Why are originals more valuable than reproductions? Nobody who understands the tech can seriously claim that a robot with suitable brush and paints is incapable of perfectly reproducing any old masterwork down to the individual brush strokes — of course a robot can do that, the hardest part of that is compiling the list of requisite brush strokes, but that too can be automated.
But such a copy, and lets say the paints were chemically perfect and also some blend of plant and petroleum derivatives so as to fool even a carbon-dating test, would never command as much money as the original unless someone deliberately mixed them up so that nobody would even know which was which.

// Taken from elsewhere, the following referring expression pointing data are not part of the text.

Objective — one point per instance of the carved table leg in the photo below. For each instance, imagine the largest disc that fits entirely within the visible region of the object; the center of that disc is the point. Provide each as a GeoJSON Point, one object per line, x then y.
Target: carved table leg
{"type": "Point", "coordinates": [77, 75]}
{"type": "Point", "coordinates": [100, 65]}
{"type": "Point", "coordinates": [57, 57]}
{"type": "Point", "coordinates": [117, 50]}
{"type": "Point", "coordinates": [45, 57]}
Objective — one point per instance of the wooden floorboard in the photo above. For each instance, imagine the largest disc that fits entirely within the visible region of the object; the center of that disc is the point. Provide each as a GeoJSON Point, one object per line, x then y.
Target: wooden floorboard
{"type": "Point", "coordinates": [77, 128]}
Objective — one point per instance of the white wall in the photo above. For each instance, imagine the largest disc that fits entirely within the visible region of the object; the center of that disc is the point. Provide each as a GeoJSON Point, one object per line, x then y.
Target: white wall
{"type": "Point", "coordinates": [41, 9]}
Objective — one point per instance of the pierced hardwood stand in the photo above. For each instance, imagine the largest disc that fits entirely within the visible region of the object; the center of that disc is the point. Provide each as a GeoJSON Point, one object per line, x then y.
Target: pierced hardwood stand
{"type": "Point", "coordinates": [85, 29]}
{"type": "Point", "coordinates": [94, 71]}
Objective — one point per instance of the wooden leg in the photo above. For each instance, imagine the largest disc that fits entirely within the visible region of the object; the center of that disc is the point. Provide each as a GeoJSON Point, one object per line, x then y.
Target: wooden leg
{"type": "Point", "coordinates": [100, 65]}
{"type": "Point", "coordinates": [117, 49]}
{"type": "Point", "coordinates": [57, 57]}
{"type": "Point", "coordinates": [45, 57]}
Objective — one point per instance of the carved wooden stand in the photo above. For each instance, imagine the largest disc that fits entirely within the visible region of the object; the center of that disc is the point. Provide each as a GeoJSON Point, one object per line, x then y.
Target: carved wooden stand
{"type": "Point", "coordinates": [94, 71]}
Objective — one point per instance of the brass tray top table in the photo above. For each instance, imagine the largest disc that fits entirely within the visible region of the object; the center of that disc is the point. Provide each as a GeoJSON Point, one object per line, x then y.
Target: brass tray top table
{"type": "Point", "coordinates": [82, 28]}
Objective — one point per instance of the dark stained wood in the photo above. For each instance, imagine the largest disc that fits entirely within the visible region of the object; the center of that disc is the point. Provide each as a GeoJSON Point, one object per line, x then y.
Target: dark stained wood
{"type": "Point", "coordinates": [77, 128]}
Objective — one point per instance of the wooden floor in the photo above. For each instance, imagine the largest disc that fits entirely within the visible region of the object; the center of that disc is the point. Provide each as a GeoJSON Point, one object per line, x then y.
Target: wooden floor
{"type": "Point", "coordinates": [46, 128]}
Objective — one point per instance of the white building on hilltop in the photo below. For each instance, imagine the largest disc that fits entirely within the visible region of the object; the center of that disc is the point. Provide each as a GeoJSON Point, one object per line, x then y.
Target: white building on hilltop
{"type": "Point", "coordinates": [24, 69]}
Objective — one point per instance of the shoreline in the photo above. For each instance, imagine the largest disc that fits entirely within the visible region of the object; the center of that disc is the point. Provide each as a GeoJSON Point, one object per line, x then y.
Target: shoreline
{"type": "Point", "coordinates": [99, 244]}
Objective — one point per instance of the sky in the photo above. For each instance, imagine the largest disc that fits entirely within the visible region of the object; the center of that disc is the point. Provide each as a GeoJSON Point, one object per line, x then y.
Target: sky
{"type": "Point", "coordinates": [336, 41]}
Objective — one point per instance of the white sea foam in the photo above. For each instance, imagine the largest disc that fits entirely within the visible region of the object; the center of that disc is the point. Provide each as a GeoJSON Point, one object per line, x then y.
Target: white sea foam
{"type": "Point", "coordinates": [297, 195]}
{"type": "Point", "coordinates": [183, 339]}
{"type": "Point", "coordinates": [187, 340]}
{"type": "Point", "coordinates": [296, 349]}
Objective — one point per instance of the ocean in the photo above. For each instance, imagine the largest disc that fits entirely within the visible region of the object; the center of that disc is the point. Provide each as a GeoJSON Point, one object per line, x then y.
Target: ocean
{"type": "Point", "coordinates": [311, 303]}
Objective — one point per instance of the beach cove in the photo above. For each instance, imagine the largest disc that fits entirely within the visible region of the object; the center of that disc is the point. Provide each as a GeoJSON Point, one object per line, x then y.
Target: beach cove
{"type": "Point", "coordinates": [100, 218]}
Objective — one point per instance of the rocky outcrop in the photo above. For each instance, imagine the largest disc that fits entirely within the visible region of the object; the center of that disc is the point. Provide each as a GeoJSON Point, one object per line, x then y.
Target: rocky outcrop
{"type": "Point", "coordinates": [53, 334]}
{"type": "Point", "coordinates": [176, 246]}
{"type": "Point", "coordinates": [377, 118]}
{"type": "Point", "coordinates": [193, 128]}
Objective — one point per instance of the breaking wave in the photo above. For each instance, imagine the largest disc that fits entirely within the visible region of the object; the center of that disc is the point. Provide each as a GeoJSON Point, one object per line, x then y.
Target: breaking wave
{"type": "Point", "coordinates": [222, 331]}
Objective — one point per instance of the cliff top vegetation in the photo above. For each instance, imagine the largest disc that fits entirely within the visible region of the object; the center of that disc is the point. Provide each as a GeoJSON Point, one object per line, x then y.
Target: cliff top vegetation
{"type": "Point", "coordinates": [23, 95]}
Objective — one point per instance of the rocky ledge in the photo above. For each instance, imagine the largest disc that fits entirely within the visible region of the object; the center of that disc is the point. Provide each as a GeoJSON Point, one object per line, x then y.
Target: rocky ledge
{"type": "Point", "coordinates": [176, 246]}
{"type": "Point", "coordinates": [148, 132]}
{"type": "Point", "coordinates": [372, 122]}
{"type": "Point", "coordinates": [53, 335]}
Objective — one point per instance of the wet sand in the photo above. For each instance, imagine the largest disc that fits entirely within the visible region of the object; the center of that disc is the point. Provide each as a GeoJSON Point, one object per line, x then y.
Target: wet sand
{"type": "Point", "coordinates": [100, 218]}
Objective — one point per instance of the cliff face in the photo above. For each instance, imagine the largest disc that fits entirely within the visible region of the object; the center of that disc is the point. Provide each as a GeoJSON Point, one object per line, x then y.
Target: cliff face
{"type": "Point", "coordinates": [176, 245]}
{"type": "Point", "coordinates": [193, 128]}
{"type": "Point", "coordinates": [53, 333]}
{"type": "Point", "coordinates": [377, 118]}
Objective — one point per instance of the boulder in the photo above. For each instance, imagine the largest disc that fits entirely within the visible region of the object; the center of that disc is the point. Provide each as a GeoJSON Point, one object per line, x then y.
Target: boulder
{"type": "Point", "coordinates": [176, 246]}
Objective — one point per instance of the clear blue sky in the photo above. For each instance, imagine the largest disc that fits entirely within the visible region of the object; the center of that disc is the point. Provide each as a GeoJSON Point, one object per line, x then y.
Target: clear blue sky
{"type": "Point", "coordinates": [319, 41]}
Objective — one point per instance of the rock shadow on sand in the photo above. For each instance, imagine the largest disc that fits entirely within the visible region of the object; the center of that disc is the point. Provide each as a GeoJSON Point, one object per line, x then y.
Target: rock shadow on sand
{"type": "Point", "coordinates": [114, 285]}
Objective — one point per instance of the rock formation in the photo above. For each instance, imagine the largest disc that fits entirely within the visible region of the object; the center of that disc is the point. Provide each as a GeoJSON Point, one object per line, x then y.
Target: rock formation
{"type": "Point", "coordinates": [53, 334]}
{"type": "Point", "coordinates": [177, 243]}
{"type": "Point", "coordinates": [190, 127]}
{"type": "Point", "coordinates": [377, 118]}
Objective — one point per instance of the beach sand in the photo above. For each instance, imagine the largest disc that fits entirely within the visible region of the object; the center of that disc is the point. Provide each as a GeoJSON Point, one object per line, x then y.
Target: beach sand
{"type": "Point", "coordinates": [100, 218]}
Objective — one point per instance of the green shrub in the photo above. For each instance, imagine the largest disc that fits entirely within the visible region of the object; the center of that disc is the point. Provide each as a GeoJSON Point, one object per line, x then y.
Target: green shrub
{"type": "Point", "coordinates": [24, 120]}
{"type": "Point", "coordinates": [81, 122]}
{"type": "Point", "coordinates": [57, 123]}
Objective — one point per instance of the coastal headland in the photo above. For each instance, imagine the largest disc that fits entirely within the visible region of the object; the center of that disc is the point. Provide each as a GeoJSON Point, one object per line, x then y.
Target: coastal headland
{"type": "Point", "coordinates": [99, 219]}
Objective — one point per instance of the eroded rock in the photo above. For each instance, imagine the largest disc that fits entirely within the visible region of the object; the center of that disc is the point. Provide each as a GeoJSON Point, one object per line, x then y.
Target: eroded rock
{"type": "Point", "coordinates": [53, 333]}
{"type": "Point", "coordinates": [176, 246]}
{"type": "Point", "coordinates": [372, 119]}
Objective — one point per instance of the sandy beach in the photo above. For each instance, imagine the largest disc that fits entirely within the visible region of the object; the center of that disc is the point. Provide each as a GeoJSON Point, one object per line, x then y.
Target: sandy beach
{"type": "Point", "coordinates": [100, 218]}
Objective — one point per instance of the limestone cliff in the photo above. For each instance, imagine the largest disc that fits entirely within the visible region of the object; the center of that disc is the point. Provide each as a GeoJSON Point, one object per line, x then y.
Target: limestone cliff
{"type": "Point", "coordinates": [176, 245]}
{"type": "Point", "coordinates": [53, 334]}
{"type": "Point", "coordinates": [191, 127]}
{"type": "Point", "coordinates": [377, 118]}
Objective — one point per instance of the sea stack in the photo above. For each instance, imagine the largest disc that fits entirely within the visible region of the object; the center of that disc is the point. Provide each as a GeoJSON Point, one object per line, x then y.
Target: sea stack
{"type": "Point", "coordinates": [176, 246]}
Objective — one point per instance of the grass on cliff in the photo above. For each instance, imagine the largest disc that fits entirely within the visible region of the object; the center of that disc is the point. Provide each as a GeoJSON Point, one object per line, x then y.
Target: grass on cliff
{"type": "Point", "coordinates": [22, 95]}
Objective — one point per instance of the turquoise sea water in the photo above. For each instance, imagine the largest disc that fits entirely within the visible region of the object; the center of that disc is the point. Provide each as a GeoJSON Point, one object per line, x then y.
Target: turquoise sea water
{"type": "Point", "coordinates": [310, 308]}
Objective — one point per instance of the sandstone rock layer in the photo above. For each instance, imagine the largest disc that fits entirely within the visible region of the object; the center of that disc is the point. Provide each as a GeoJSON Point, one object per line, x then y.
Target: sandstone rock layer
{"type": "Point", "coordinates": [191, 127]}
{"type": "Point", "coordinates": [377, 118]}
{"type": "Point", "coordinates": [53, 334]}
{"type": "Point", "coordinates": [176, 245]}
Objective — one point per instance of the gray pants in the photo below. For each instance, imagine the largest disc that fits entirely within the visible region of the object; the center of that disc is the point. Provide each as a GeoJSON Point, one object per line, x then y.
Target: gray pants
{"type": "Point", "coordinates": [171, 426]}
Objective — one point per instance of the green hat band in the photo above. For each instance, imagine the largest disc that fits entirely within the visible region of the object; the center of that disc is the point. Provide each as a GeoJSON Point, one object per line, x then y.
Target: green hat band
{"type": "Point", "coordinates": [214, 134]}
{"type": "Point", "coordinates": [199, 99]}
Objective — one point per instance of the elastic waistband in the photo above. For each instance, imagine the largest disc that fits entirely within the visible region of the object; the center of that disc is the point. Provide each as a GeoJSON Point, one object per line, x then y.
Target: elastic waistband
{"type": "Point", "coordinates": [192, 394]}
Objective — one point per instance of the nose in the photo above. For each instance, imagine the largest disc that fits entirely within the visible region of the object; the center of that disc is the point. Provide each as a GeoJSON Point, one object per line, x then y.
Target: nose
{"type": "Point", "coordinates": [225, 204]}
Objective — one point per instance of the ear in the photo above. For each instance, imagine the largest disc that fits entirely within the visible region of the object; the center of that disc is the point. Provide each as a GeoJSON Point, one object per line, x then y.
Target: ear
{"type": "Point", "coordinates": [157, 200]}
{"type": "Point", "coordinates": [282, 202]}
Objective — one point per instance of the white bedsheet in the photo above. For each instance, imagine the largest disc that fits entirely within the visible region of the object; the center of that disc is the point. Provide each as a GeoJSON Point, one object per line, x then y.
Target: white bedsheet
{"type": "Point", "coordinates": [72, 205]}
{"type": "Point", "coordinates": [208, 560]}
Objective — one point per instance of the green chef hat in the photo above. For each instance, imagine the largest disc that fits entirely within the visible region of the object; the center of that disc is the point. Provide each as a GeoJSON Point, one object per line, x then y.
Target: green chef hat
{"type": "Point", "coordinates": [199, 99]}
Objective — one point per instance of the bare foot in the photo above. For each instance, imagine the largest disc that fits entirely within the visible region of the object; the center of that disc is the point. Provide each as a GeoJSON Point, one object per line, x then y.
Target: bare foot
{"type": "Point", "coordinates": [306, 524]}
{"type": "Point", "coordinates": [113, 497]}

However, I don't know that this would ever help the masses. Perhaps a quadrillionaire in a space mansion would like to buy all of Earth and all the people on it, but that doesn't mean we'd get any better than being forced to LARP whatever folly* they chose for us.
People boycott AI art in indie games, music, etc. but it's still finding massive use everywhere across most industries, and by and large companies are getting away with it.
> would never command as much money as the original unless someone deliberately mixed them up so that nobody would even know which was which.
That is based on current sensibilities which are capable of change. Give it 20 years of PR campaigns and who knows where we end up.
> People boycott AI art in indie games, music, etc. but it's still finding massive use everywhere across most industries, and by and large companies are getting away with it.
Use, yes. I find it on packaging, on billboards. "Massive" use? Not so clear, e.g. how much is this just a substitute for clip art and stock photography? I.e. stuff that was already low-value.
But even there, to the extent they get away with it, that's due to people like me who care about aesthetics.
To illustrate the difference:
Know what I don't care for? Der Kuss[0], the Mona Lisa[1], everything Van Gogh is famous for[2], likewise Pollock, Frida Kahlo, Monet, and Gauguin.
Know what's expensive? All of those things I don't care for.
> That is based on current sensibilities which are capable of change. Give it 20 years of PR campaigns and who knows where we end up.
When there's a thousand indistinguishable replicas of the Mona Lisa, the original becomes worthless, the replicas don't gain value.
The effort is the point, it's the reason for the price. When an expensive thing becomes cheap, it stops being an expensive signal (and vice-versa).
[0] the woman's head looks like it's been severed, rotated 90°, her ear placed where the stump of her neck ought to be. Most of Klimt's other stuff is better.
[1] her smile is not "mysterious", it's just the resting face of someone who had to keep still for long enough to get painted
[2] the stuff he's not famous for is, IMO, generally better than the stuff he is famous for.
The originals of physical art pieces operate off the same logic that drives NFTs. As stupid as people think they are, they do show a modern drive for ownership of something with provenance.